- Directed by: Craig Newland
- Written by: Craig Newland Andrew Gunn
- Produced by: Craig Newland
- Starring: Matt Whelan; Dan Musgrove; Belinda Crawley; David Aston; James Crompton; Elliot Wrightson;
- Release date: 6 March 2014;
- Running time: 105 minutes
- Country: New Zealand
- Language: English

= 3 Mile Limit =

3 Mile Limit (alternatively titled 1480: Radio Pirates) is a 2014 New Zealand drama film directed by Craig Newland, starring Matt Whelan, Dan Musgrove, Belinda Crawley, David Aston, James Crompton and Elliot Wrightson.
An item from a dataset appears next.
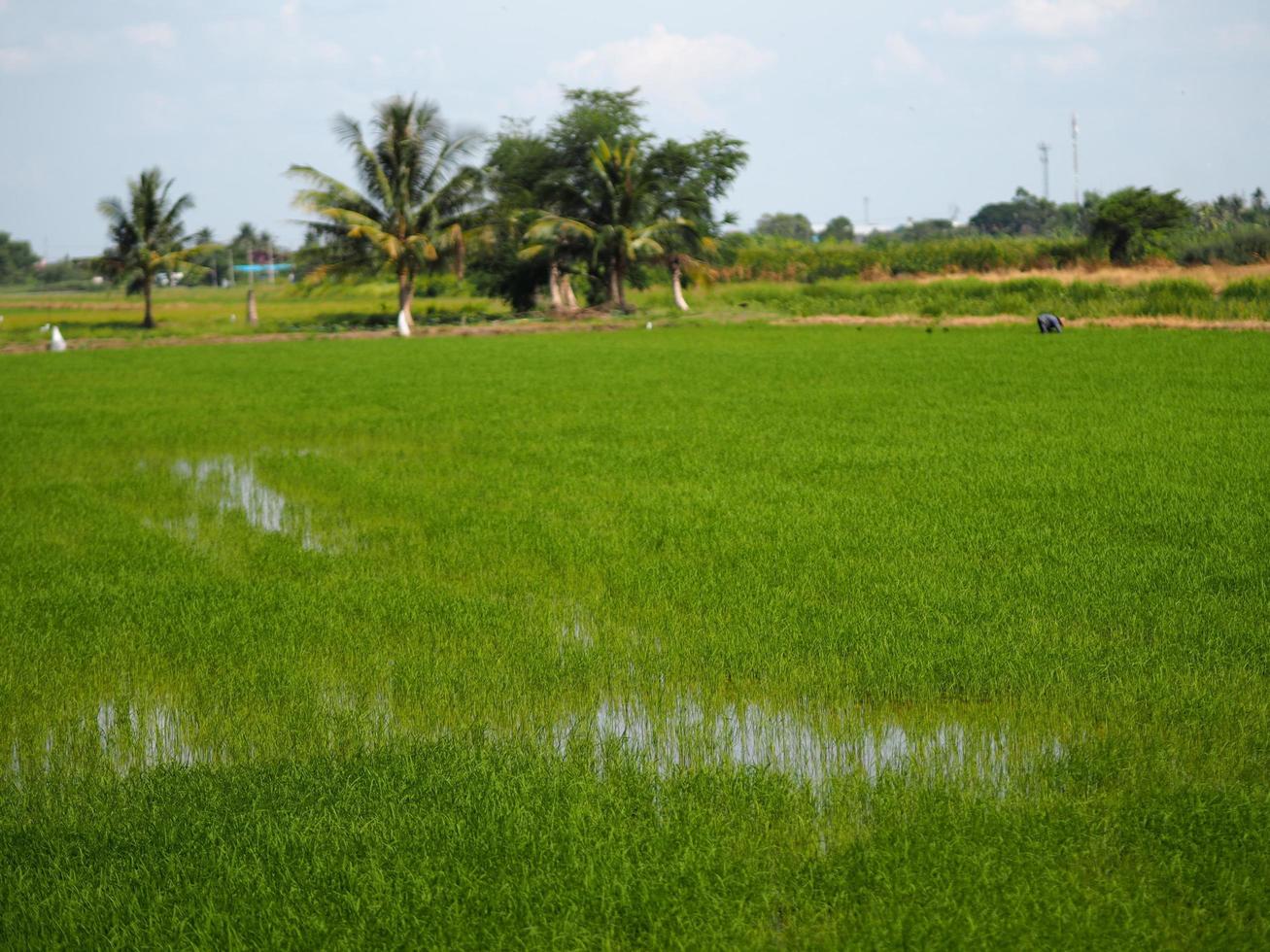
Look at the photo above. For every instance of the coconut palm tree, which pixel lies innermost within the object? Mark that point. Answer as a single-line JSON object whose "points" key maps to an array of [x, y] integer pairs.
{"points": [[416, 193], [621, 223], [146, 234]]}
It is based on the rise of Radio Hauraki.

==Cast==
- Matt Whelan as Richard
- Dan Musgrove as Nick
- Belinda Crawley as Judy
- David Aston as Willis
- James Crompton as Morrie
- Elliot Wrightson as Alex
- Carl Dixon as Brendon
- Jordan Mooney as Paul
- Daniel Cresswell as Tim
- John McKee as Frank
- David Capstick as Clive
- Jonny Hair as Barry
- Bruce Hopkins as McGrath
- George Mason as Bobbie

==Reception==
Elias Savada of Film Threat wrote a positive review of the film.

The New Zealand Herald rated the film 3 stars out of 5 and called it a "Tidy but colourless adaptation of a rocking good story".

Graeme Tuckett of Stuff wrote that while the cast, especially Whelan and Crawley, "give it their all", the film is "without credible dialogue, better drawn characters, and a bit more confidence and swagger in the directors' chair".